Declaimed with a northern accent to honour effervescent virility, it always struck me as amusing since it was Scottish girl doing a southern accent.

She'd always berate my pitiful efforts to use the flourish. It was probably her way of ensuring that I, as a Londoner, never attempted to recreate her Celtic tones.

Jean has long gone but her bravura lives on as the phrase - now with improved northern diction - has been appropriated into the Myers lexicon.

And it's been gaining extra currency of late. Nothing to do with my rampaging masculinity rather my approach to culture in Paris and London.

Press cards have furnished me with a healthy desire to see any old exhibition. And owning an apartment a five minute bus ride from the Pompidou Centre has been a treat on this score.

I came to live in Paris in 2000 armed with an English press card and I was soon advised to get a French one so that I could get a higher freelance rate. The French card eventually came after the bureaucratic hurdles of applying to a police statistics office in Nantes which then sent a letter verifying that I didn't have a criminal record in France.

As for my serial slasher days in the former GDR.......

Well two cards has always struck me as superfluous especially since the English one has never been refused at any gallery I've visited in France or Germany for that matter.

I did all the necessary paperwork for the 2007 French card back in early February so that a new one would be on my doorstep before the 2006 card expired at the end of March.

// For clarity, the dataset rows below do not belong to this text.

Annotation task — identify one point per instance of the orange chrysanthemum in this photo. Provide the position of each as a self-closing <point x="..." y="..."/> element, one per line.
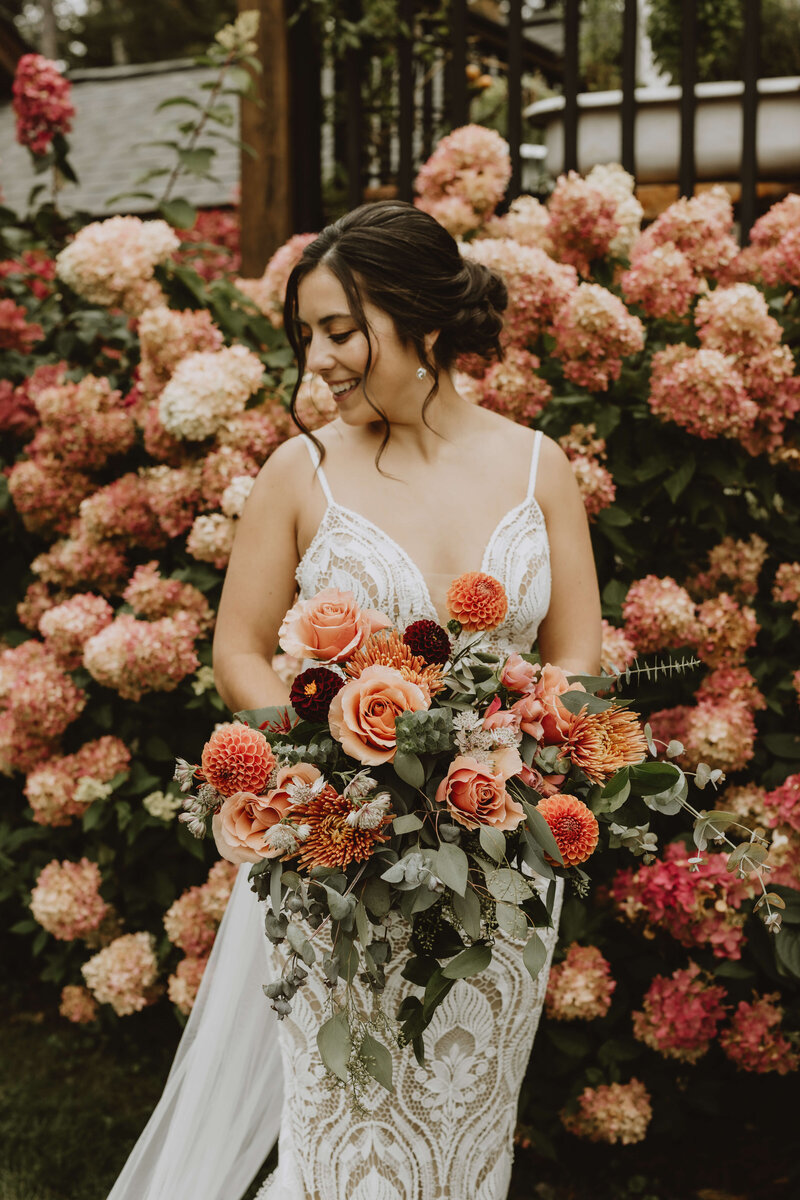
<point x="477" y="601"/>
<point x="573" y="826"/>
<point x="601" y="743"/>
<point x="388" y="649"/>
<point x="236" y="759"/>
<point x="331" y="840"/>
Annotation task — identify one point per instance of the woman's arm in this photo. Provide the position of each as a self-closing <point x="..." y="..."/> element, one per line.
<point x="571" y="634"/>
<point x="259" y="585"/>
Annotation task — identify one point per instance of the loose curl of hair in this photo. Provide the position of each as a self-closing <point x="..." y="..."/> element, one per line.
<point x="404" y="263"/>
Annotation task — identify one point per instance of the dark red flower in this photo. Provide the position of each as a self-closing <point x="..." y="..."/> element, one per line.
<point x="428" y="640"/>
<point x="313" y="691"/>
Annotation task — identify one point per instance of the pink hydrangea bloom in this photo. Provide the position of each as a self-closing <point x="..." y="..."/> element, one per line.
<point x="471" y="166"/>
<point x="661" y="282"/>
<point x="206" y="389"/>
<point x="16" y="331"/>
<point x="680" y="1014"/>
<point x="581" y="987"/>
<point x="112" y="263"/>
<point x="726" y="630"/>
<point x="537" y="287"/>
<point x="41" y="102"/>
<point x="735" y="562"/>
<point x="125" y="973"/>
<point x="66" y="899"/>
<point x="47" y="495"/>
<point x="782" y="804"/>
<point x="583" y="222"/>
<point x="702" y="391"/>
<point x="78" y="1005"/>
<point x="137" y="657"/>
<point x="270" y="291"/>
<point x="594" y="331"/>
<point x="53" y="787"/>
<point x="67" y="627"/>
<point x="659" y="615"/>
<point x="152" y="597"/>
<point x="182" y="987"/>
<point x="697" y="905"/>
<point x="753" y="1039"/>
<point x="611" y="1113"/>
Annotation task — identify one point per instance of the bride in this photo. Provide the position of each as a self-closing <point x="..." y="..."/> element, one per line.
<point x="408" y="489"/>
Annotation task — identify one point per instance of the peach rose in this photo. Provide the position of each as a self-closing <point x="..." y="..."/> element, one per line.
<point x="518" y="675"/>
<point x="329" y="628"/>
<point x="529" y="712"/>
<point x="557" y="719"/>
<point x="362" y="714"/>
<point x="241" y="822"/>
<point x="475" y="796"/>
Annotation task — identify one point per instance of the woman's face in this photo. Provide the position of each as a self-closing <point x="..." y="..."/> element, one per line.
<point x="336" y="349"/>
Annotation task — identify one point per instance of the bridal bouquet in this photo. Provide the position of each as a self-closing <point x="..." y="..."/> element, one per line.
<point x="420" y="774"/>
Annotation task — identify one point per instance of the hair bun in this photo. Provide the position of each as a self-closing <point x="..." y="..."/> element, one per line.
<point x="475" y="325"/>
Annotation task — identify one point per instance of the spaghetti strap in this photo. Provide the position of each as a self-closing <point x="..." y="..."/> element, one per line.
<point x="313" y="454"/>
<point x="534" y="465"/>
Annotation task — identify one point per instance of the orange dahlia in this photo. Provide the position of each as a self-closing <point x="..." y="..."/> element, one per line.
<point x="236" y="759"/>
<point x="572" y="825"/>
<point x="477" y="601"/>
<point x="331" y="841"/>
<point x="388" y="649"/>
<point x="601" y="743"/>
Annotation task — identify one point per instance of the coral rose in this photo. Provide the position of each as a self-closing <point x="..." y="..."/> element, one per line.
<point x="518" y="675"/>
<point x="236" y="759"/>
<point x="241" y="822"/>
<point x="329" y="627"/>
<point x="362" y="714"/>
<point x="557" y="720"/>
<point x="475" y="795"/>
<point x="573" y="826"/>
<point x="477" y="601"/>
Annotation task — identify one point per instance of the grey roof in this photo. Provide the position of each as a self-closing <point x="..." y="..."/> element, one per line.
<point x="115" y="113"/>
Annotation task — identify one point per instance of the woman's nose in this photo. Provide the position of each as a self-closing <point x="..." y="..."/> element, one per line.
<point x="318" y="355"/>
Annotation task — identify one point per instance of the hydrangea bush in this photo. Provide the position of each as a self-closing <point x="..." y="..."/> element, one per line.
<point x="143" y="387"/>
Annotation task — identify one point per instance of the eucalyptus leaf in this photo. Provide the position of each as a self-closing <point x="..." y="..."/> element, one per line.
<point x="470" y="961"/>
<point x="335" y="1045"/>
<point x="534" y="954"/>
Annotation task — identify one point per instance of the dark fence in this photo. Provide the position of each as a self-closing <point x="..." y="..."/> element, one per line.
<point x="410" y="119"/>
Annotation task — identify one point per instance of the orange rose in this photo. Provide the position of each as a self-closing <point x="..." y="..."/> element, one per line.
<point x="362" y="714"/>
<point x="329" y="627"/>
<point x="557" y="719"/>
<point x="475" y="796"/>
<point x="241" y="822"/>
<point x="518" y="675"/>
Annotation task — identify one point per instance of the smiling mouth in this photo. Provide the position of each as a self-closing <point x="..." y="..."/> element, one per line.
<point x="344" y="389"/>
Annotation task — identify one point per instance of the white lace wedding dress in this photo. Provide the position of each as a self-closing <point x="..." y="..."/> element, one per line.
<point x="446" y="1133"/>
<point x="240" y="1078"/>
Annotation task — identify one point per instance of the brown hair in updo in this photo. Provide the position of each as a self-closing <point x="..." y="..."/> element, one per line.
<point x="403" y="262"/>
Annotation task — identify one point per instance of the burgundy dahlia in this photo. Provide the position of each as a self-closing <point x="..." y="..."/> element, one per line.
<point x="313" y="691"/>
<point x="428" y="640"/>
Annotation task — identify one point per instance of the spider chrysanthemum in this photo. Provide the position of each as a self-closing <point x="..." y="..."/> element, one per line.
<point x="313" y="691"/>
<point x="386" y="648"/>
<point x="573" y="826"/>
<point x="477" y="601"/>
<point x="331" y="841"/>
<point x="236" y="759"/>
<point x="601" y="743"/>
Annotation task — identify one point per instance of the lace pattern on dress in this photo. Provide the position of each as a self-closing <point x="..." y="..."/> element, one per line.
<point x="353" y="553"/>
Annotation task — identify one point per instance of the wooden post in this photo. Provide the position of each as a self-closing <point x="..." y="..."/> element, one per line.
<point x="265" y="205"/>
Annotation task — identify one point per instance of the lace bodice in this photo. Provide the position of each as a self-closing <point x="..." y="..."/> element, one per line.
<point x="352" y="552"/>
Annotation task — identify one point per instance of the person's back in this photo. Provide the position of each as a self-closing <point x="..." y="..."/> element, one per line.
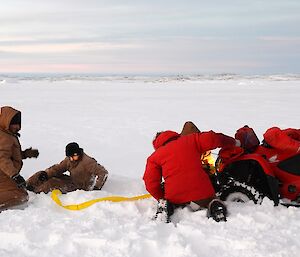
<point x="177" y="160"/>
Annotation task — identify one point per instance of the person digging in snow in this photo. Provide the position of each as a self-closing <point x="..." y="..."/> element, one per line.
<point x="12" y="184"/>
<point x="85" y="173"/>
<point x="176" y="162"/>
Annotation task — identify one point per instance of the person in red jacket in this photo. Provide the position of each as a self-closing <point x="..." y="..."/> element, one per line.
<point x="283" y="139"/>
<point x="176" y="161"/>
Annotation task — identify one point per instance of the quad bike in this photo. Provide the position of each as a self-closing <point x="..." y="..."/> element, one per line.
<point x="255" y="171"/>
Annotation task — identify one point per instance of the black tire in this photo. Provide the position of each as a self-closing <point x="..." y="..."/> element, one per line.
<point x="236" y="191"/>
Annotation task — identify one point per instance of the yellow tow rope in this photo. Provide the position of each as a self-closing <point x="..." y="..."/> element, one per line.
<point x="76" y="207"/>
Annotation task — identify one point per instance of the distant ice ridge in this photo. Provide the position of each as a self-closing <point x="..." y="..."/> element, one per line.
<point x="14" y="78"/>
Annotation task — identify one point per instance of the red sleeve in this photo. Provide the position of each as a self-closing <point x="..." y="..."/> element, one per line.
<point x="210" y="140"/>
<point x="152" y="178"/>
<point x="278" y="138"/>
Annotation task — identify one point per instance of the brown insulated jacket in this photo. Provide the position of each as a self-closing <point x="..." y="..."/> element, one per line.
<point x="10" y="148"/>
<point x="85" y="173"/>
<point x="10" y="162"/>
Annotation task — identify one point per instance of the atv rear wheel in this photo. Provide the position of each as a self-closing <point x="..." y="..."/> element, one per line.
<point x="236" y="191"/>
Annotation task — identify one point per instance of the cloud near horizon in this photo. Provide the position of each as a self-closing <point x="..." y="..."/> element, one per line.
<point x="149" y="37"/>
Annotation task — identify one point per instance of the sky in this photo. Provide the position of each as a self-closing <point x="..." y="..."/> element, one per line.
<point x="150" y="37"/>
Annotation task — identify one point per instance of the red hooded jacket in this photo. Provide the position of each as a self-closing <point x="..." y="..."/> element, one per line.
<point x="177" y="160"/>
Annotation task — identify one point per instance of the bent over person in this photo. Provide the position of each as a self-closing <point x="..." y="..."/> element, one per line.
<point x="176" y="162"/>
<point x="12" y="184"/>
<point x="85" y="173"/>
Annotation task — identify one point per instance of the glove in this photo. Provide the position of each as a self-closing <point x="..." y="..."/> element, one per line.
<point x="29" y="153"/>
<point x="43" y="176"/>
<point x="20" y="181"/>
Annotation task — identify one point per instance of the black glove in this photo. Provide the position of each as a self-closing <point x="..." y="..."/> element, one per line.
<point x="43" y="176"/>
<point x="20" y="181"/>
<point x="29" y="153"/>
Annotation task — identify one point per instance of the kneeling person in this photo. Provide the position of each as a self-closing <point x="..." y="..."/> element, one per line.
<point x="85" y="173"/>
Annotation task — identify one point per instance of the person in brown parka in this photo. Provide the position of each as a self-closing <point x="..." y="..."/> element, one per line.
<point x="12" y="184"/>
<point x="85" y="173"/>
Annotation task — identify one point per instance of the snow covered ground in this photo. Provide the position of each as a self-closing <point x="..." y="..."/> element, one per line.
<point x="114" y="120"/>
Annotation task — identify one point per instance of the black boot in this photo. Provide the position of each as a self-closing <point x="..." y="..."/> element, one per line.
<point x="217" y="210"/>
<point x="164" y="210"/>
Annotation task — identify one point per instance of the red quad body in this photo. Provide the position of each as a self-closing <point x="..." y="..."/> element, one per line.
<point x="280" y="169"/>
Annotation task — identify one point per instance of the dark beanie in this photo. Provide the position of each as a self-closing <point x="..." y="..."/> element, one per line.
<point x="73" y="149"/>
<point x="16" y="119"/>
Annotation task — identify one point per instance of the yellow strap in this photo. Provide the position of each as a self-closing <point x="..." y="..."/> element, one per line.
<point x="76" y="207"/>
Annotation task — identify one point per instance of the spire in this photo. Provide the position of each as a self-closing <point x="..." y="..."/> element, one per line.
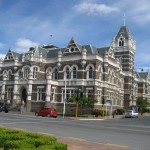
<point x="124" y="19"/>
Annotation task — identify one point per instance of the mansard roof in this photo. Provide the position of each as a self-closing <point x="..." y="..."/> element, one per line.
<point x="141" y="75"/>
<point x="90" y="49"/>
<point x="17" y="55"/>
<point x="124" y="32"/>
<point x="103" y="50"/>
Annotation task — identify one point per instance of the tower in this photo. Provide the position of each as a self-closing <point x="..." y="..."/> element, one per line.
<point x="124" y="49"/>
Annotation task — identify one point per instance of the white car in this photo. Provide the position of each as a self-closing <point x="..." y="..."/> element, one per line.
<point x="131" y="114"/>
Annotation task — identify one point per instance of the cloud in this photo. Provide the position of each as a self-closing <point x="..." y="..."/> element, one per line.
<point x="1" y="45"/>
<point x="136" y="11"/>
<point x="24" y="44"/>
<point x="94" y="8"/>
<point x="2" y="56"/>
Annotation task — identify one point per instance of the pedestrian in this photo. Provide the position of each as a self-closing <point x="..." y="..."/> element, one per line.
<point x="114" y="112"/>
<point x="22" y="107"/>
<point x="96" y="112"/>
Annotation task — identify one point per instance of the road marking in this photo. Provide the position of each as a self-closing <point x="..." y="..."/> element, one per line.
<point x="73" y="138"/>
<point x="90" y="119"/>
<point x="123" y="146"/>
<point x="20" y="129"/>
<point x="46" y="133"/>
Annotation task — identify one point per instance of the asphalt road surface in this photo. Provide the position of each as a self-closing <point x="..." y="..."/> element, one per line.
<point x="131" y="132"/>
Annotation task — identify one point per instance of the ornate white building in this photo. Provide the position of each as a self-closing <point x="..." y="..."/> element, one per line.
<point x="38" y="76"/>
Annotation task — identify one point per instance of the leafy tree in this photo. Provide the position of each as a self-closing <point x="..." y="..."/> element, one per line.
<point x="142" y="104"/>
<point x="82" y="101"/>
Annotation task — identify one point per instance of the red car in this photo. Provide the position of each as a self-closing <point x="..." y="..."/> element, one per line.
<point x="49" y="112"/>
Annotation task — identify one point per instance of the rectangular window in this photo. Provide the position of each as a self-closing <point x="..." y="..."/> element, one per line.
<point x="9" y="93"/>
<point x="40" y="94"/>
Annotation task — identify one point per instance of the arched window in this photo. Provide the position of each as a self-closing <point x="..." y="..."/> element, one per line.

There was always the potential for a momentary void this year since the English one would also run out at the end of March after two years of sterling work. But for that I'd just have to wait for the new one to be delivered to the Guardian. Of course it was late.

And there was a hitch with the French press card so for the first time in 15 years, I faced the prospect of having to pay for my culture.

Well at times like this a man gets to wondering: just how deep is that ache? Does the easy availability inspire the yearning? Or is there a real need?


With the family in England on holiday I spent some days in Paris alone. At junctures like this I usually feast on the attractions. I've known myself to take in the Pompidou......the Musée de la Mode et du Textile in the Louvre...and the Musée d'art moderne en route to work at la Maison de la Radio in western Paris.

This time I had no such dynamism.

I didn't bother to hunt for excuses. It was simply that I would've had to pay. What's more I didn't know what I would've had to pay because I've never paid for it in my life.

When I went to rejoin my brood in London I duly picked up my delayed English press card.

Once back in Paris...the French press card was there.

Paradise restored.

To celebrate I headed with the boy to the David Lynch exhibition the Air is on Fire at the Fondation Cartier down in the 14th arrondissement.

It's wild at heart. Scrawls and squiggles from an imagination that's conjured up wacky TV series like Twin Peaks and ethereal chillers like Blue Velvet.

Lynch's titbits were intriguing especially the drawings on postcards etched from his earliest youth.

At a doorway to some of the pieces, there's a warning that they might not be suitable for young people.

This wasn't a particular problem as the boy was happily snoozing in his buggy. Actually I wasn't convinced that they were suitable for anyone.

But that was me being glib. Which is perhaps how I've become with all this easy access. I've lost my stickability — to use a phrase beloved of linguistically innovative English football managers.

I tend to go into exhibitions in a fairly breezy manner. Either because I'm lugging a dozing bairn around and so am poised to evacuate as soon as they wake up and start screaming or I'm with an as yet to be convinced child and am ready to head to the cafe for milk and biscuits once they're certain that the shapes and figures aren't that brilliant.

The boy, all 13 months of him, is already into the gallery groove, mostly with his five-year-old sister and so my stance hasn't essentially altered. Occasionally I realise I haven't been able to form an opinion of a show because I've been so distracted. What's the point of going in if you take nothing out?

The corinthian in me says it's the participation that counts.

And yet there have been times when a visit has met with instant approval. Since a primary school trip a few years ago to the Pompidou to reinforce the techniques of orientation, the eldest shuns the place — preferring now to stare at her verruca with the self-referential avidity of a modern artist. Maybe she did imbibe something from our jaunts. Anyway I well remember repeated trips there to see the Dubuffet retrospective as well as the Daniel Buren when she was younger.

The child's view informed my approach especially at the Buren when the structures and shadows seemed tailor made to an infant's curiosity and impulsiveness and that in turn allowed me to enter into the artist's world of playfulness.

It would have cost a minor fortune if I'd had to pay since we went at least half a dozen times on her Wednesdays off school during both runs.

And it would have been sad to have dampened the eagerness to see it due to cost.

I realise that I'm privileged to be able to take the children around some of the best art spaces in the world for free. And that opportunity should be extended to all parents with children under say 14 or so. It would certainly give them a place to go and make sure they wouldn't feel the need to stay in order to justify the financial outlay.

While not as flamboyant as our Jean's boast, "I've stopped paying for it" would become a welcome rejoinder in many a home.